Understanding Three Attention Mechanisms in Transformer

Understanding Three Attention Mechanisms in Transformer
Application of Attention Mechanism in “Attention is All You Need” 3.2.3
3.2.3 Application of Attention Mechanism in Our Model
The Transformer uses three different ways of multi-head attention mechanism as follows:
  • In the “encoder-decoder attention” layer, queries come from the previous layer of the decoder, while memory keys and values come from the output of the encoder. This allows each position in the decoder to attend to all positions in the input sequence. This mimics the typical encoder-decoder attention mechanism in sequence-to-sequence models.

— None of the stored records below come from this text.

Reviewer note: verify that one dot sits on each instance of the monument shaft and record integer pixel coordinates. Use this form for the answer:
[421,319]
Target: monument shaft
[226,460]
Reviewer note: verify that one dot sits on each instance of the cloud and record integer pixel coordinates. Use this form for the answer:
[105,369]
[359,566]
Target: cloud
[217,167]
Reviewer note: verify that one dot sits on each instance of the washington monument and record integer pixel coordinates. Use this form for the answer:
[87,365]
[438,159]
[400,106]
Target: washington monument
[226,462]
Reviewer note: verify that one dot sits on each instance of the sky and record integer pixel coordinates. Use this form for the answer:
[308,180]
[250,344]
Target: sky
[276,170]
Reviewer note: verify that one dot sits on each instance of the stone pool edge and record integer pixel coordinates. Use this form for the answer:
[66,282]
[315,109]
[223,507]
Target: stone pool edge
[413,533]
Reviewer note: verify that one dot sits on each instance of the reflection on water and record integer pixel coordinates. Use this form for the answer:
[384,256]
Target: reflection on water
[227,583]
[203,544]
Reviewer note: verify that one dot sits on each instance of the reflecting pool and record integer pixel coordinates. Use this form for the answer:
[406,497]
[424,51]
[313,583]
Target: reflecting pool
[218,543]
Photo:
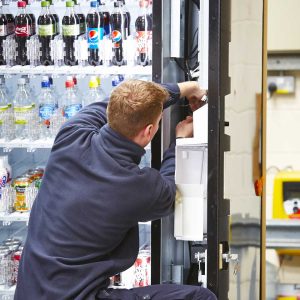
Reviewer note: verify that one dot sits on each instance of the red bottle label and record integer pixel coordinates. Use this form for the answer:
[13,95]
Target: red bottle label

  • The encoder contains a self-attention layer. In the self-attention layer, all keys, values, and queries come from the same place, i.e., the output of the previous layer of the encoder. Each position in the encoder can attend to all positions in the previous layer of the encoder.

  • Similarly, the self-attention layer in the decoder allows each position in the decoder to attend to all positions in the decoder, including that position itself. We need to prevent information from flowing leftward in the decoder to maintain the autoregressive property. We achieve this by masking all values corresponding to illegal connections in the softmax input (setting them to -∞).

I believe everyone, like me, was puzzled when first reading this part; every word is recognizable, but together it feels difficult to understand, even a bit “impressive but unclear”.
Today, let’s speak plainly, take notes, and highlight key points. I hope to help everyone truly understand the three attention mechanisms in Transformer through a series of Q&A.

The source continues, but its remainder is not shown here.